Ce n’est absolument pas le moment de former quelqu’un à affronter les caméras de télévision ou de concevoir des images ou supports pour un site web dédié à la crise. Il vaut mieux s’appuyer sur ce que les gens savent et maitrisent déjà sur ces sujets et suggérer ce qui devra être communiqué. Les formations antérieures devraient aussi avoir permis de souligner l’importance de la confidentialité, qui est cruciale dans une crise. La documentation sur l’utilisation des réseaux sociaux devrait déjà avoir alerté le personnel sur les implications financières ou juridiques de diffuser des informations non autorisées ou inconsidérées. 

Les locaux nécessaires à la gestion d’une crise

Les simulations pour l’entrainement à la gestion de crise par les acteurs internes et extérieurs à l’organisation devraient avoir lieu une à deux fois par an, en fonction de la fréquence de renouvellement des effectifs, des changements administratifs et du degré de risque associé aux activités de l’organisation. Toutes les personnes concernées devraient détenir un exemplaire papier et en version numérique de la marche à suivre en cas de crise, avec les coordonnées en annexe.

Les spécialistes de la communication doivent maitriser les réseaux sociaux et avoir un contrat avec un fournisseur d’outil de suivi de réseaux sociaux. Ils doivent aussi réfléchir au coût, aux avantages et à la possibilité ou non d’acheter les noms de domaine négatifs comme www.ihatestarbucks.com (« jedétesteStarbucks.com »), Norton, 2013, p. 163). Certains objecteront qu’acheter des noms de domaine péjoratifs ressemble fortement à des manœuvres d’entreprises malhonnêtes, ce que Chris Norton déconseille par ailleurs (Norton, 2013, p. 163). Il faut se méfier des mesures consistant à manipuler l’optimisation pour les moteurs de recherche (le SEO ou « Search engine optimisation ») pour diriger les recherches, qui auraient autrement été dirigées vers des sites Internet de protestation ou de satire, vers le site Internet de l’entreprise. Au lieu de cela, les organisations devraient utiliser Internet de manière franche et directe, en complétant leurs efforts d’un site Web de secours.
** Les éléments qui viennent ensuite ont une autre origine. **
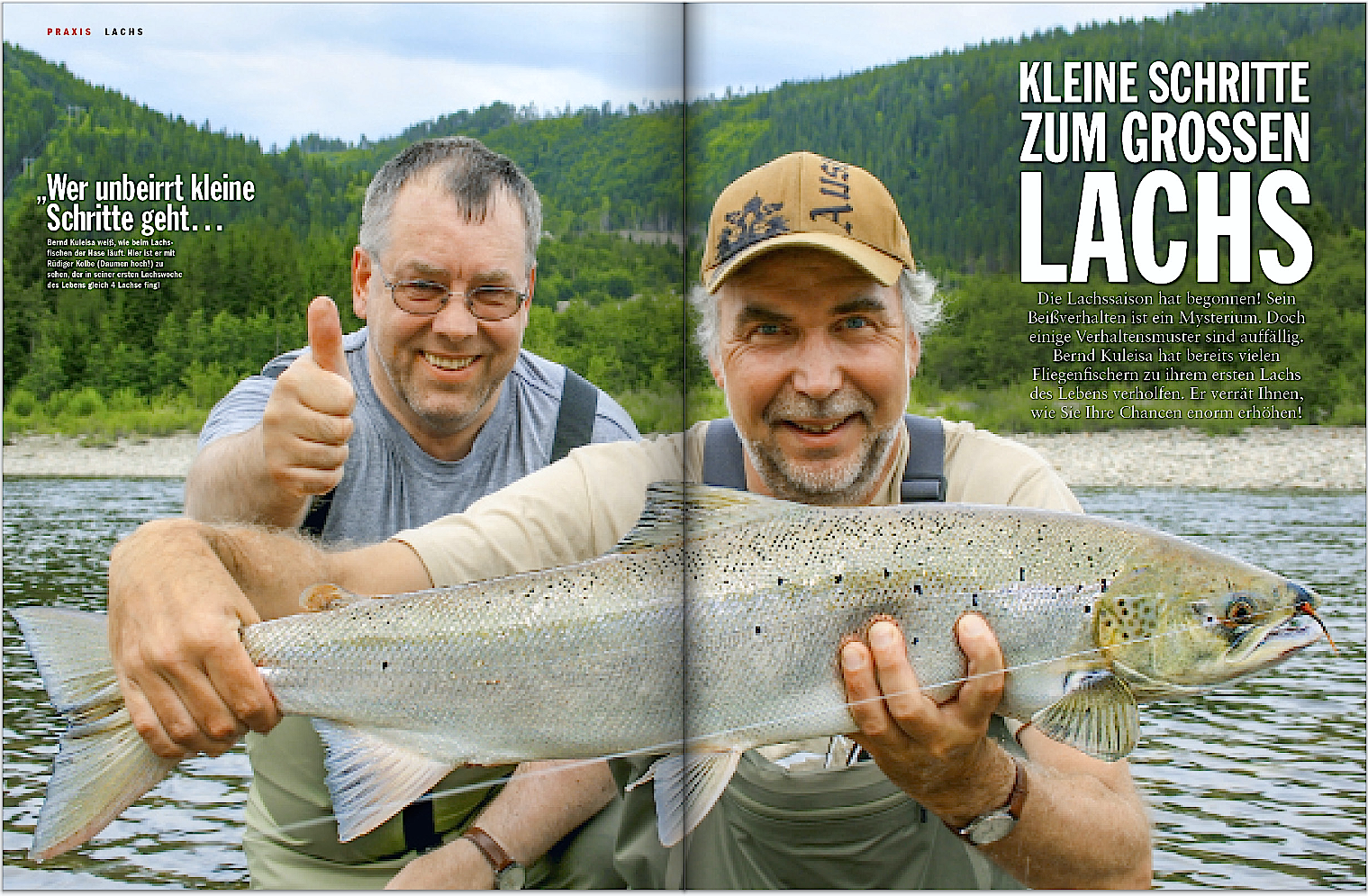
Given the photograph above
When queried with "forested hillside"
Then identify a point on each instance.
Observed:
(944, 133)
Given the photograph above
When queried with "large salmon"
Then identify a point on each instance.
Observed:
(702, 646)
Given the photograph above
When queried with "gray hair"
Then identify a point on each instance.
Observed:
(468, 170)
(921, 310)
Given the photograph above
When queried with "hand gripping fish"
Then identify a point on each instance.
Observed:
(711, 629)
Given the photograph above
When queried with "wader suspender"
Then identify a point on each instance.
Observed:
(924, 477)
(574, 427)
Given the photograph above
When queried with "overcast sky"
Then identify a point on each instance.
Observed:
(276, 71)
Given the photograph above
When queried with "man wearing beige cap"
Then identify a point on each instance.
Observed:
(811, 321)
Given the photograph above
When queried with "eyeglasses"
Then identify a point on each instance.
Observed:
(426, 298)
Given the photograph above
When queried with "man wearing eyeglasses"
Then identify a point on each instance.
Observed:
(429, 408)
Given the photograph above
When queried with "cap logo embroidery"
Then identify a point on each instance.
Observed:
(754, 222)
(835, 184)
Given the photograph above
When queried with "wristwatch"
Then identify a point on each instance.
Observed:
(508, 874)
(998, 822)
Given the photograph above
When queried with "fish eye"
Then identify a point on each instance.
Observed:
(1239, 611)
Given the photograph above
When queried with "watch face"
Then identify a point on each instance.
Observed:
(512, 877)
(991, 828)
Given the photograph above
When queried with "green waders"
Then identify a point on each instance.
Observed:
(773, 828)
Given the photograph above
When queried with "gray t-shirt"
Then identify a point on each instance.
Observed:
(393, 484)
(389, 484)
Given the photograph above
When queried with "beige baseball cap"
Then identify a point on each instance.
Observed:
(806, 200)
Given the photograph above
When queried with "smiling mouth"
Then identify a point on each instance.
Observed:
(445, 363)
(813, 427)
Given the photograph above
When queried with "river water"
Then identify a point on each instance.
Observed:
(1257, 785)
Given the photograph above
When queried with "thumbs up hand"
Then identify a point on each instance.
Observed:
(308, 418)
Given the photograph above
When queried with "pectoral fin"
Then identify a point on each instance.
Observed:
(1097, 714)
(371, 777)
(687, 787)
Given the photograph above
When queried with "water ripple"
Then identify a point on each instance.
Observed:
(1259, 785)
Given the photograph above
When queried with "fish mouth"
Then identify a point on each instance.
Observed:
(1299, 629)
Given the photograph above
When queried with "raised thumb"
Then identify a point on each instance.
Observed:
(326, 335)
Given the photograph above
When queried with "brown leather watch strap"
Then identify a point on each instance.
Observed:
(497, 856)
(1018, 796)
(1015, 801)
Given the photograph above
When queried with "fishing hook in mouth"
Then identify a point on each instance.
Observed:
(1309, 611)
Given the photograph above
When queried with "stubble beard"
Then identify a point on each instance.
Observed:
(437, 421)
(847, 483)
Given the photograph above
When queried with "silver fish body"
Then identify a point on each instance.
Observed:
(705, 646)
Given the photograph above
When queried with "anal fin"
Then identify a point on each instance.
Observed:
(1097, 714)
(687, 787)
(372, 779)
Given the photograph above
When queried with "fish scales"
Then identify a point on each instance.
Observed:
(702, 647)
(506, 665)
(756, 614)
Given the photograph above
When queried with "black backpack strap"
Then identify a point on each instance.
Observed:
(724, 463)
(421, 827)
(924, 477)
(318, 514)
(575, 421)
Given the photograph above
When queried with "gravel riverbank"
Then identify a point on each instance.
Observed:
(1300, 457)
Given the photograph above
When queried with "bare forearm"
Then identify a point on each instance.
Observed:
(542, 803)
(229, 483)
(1083, 825)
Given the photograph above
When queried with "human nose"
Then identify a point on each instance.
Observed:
(817, 371)
(456, 321)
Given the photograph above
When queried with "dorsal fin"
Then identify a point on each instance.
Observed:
(672, 506)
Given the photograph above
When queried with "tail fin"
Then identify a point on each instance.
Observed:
(103, 765)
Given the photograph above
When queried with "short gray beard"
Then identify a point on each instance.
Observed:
(438, 423)
(848, 484)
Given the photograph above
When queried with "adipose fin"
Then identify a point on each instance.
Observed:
(103, 765)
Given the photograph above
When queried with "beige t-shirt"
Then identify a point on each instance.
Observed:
(580, 506)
La plupart des organisations disposent déjà d’un site Internet doté d’un espace actualités, qui peut servir de première étape pour obtenir des informations sur une crise. Le site Web doit être conçu en tenant compte de la SEO, pour qu’il soit bien placé dans les résultats lorsque les Internautes font des recherches sur l’entreprise et son domaine ou secteur d’activité. On pourra envisager les référencements payants pour les principaux moteurs de recherche. Le site Internet pourra avoir déjà tissé des liens avec des membres du public que l’organisation aura maintenant désespérément besoin de toucher par le biais de blogues et de fils Twitter. Il pourra y avoir un lien vers une page dédiée sur Facebook. Ces pages sur les réseaux sociaux devraient régulièrement diffuser des informations intéressantes pour retenir l’attention des journalistes et influenceurs. Cependant, si la crise devient un phénomène nécessitant plus que la salle de presse numérique et les fils Twitter déjà existants, il faudra créer un site Internet dédié et publier des liens dirigeant vers celui-ci à partir du site de l’entreprise.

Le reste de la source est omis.